Age is inevitable and let Death Becomes Her be a lesson to all. But I get it. It’s a machine… The beauty industry… Ingrained stereotypes… Blah blah…
So what does little ol’ me do about it, right here and right now?
I do this…
I read your toxicity levels.
You may not realise I’m doing it.
I may have a smile on my face the whole time…
But if I am in the room when you tell another woman her nails (nails that look a certain way because she’s known a day of manual labour) are disgusting and you whip out a bottle of nail polish to cover them when I don’t believe I heard her ask you in the first place…
If you feel the need to lean over to me and whisper that someone really shouldn’t have their hair that ashy blonde because it makes their hair look dirty…
If you feel the need to post on your fashion blog that certain women (and I’m assuming all women who aren’t size 6 right?) really shouldn’t wear leggings…
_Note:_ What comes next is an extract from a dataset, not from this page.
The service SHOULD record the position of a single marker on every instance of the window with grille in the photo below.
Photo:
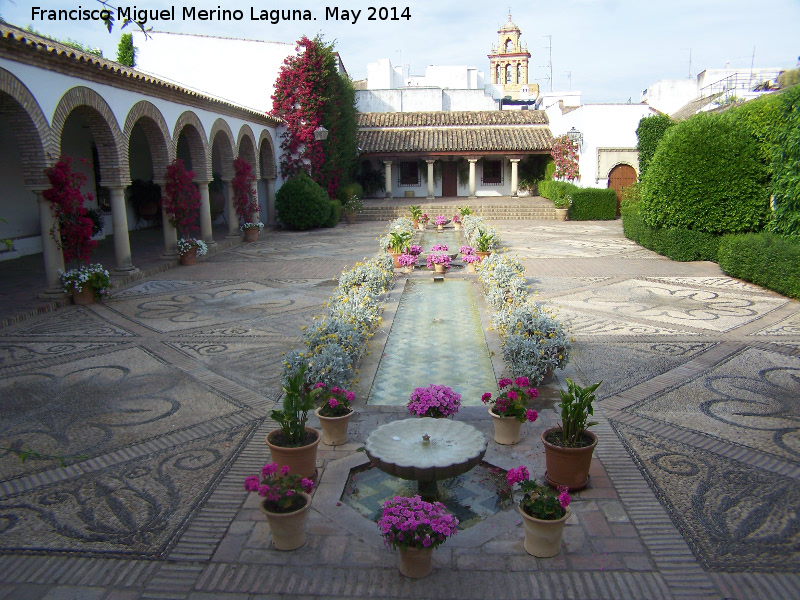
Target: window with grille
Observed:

Then your toxicity levels are raised pretty high on my scale, and I will make the quickest exit as soon as I’m physically able for fear that you might taint my world, my incredible, incredible world filled with so many inspirational people who leave me with nothing but heartfelt gratitude that they once came into being…
Your unkind words, your need to pass comment on the appearance of other women (no doubt egged on by that green-eyed monster) will not penetrate my world and its toxicity will not affect me or the people I love.
It’s really just that simple.
And I urge all women, to merrily walk away from it too.
If your experience is anything like mine, in time, without toxicity, you will discover the isness of you, unadulterated, spectacular, ebullient, a total force of nature to speak true.